John J. Duffy is perhaps as well known for his battle against, and continuing triumph over, alcoholism, as for his courtroom skills. Years ago, researching his back-story for a piece I was putting together before one of his trials, I read all about it: the angry, booze-tinged fall from grace, much of it in the public eye, and then the eventual redemption. It made fascinating reading. Most of all, the tale demands wonder at what became of the John J. Duffy who was. Not content to keep his sobriety to himself, John J. Duffy has since his recovery gone on to share it with as many people as he can fit into a 24 hour day -- without ticking off the missus.

“John wears his recovery on his sleeve,” a woman who knows him well told me while we stood in a hallway of the Justice Center last week. If a ride to a meeting is needed, or a referral to his treasured Caron Foundation is required, or simply a person to stand by while the addiction is still holding sway is necessary, John J. Duffy has been available for countless lost souls, she said.

Judge William P. Mahon, the county’s recovery court champion, told me that John J. Duffy’s life and work in helping people regain their lives was nothing more than “extraordinary.” He said that John J. Duffy had gone out of his way to provide assistance for those in recovery, with no thought for himself.

Except once, the judge remembered.

When still in private practice, a client of Mahon's was facing his fourth DUI charge. Or was it his fifth? No matter, the man’s life was a wreck, careering out of control like the drunk driver he was. Sitting in court while Mahon asked a judge to continue the case so that everything could be tied together, John J. Duffy heard the story and approached. “I’m not trying to steal your client,” he told Mahon, “but tell him to call me.”

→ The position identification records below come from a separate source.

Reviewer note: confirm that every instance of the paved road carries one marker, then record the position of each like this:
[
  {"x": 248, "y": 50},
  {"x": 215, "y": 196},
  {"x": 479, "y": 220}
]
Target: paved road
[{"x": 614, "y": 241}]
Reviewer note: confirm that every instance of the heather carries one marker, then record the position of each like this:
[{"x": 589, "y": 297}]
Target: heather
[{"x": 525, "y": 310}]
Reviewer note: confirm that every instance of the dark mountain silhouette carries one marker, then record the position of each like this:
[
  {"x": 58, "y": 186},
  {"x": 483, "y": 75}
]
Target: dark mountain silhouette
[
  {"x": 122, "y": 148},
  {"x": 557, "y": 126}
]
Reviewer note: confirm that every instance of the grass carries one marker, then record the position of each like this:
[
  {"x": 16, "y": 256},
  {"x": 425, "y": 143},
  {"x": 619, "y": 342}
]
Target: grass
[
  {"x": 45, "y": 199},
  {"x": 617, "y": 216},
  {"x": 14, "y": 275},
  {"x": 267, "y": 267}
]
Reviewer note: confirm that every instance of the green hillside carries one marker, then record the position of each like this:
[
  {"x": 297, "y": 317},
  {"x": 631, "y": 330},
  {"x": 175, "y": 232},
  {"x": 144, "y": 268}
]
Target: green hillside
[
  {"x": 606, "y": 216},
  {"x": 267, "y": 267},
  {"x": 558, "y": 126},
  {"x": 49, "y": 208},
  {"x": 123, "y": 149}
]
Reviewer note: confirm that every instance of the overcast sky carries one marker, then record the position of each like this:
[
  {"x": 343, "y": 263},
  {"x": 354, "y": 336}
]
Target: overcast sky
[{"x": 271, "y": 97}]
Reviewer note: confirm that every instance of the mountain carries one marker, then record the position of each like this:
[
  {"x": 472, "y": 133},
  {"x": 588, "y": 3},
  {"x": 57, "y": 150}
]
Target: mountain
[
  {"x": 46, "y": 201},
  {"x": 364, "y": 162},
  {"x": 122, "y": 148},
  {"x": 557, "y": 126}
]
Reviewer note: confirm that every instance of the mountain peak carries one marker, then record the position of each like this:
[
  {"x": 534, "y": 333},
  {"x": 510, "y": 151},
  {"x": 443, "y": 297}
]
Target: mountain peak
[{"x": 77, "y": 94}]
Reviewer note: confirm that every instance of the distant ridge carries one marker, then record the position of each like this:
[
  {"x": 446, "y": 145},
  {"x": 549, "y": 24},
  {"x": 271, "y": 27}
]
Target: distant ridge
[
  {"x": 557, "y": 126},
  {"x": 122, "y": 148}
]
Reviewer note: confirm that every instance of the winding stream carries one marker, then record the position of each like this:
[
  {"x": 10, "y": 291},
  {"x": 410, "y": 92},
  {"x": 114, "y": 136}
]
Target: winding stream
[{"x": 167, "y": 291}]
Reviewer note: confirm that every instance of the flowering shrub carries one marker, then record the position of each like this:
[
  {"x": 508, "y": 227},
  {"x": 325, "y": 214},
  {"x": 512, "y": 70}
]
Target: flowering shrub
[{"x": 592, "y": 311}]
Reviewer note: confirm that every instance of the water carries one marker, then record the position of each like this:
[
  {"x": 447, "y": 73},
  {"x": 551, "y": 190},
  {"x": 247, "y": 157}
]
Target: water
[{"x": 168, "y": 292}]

A year later Mahon attended his client’s 12-month sobriety anniversary. John J. Duffy had shepherded the man through the recovery process and helped negotiate his life back to a clean and straight course. In return, however, the client, a professional fitness trainer, helped John J. Duffy lose weight. And for a time, at least, John J. Duffy approached being svelte.

Osceola Wesley, the Coatesville man and recovered drug abuser for whom the award he will receive was named, came from a world different than John J. Duffy’s. North Philly versus West Philly; Army service in Korea versus law school at Villanova; African-American versus Irish American. But, as Mahon pointed out to me last week, their worlds converged around how they dealt with their addictions. “Both came out of those experiences determined to contribute back to the recovery of others,” he said.

Attention must be paid, someone once said. And so now it will be.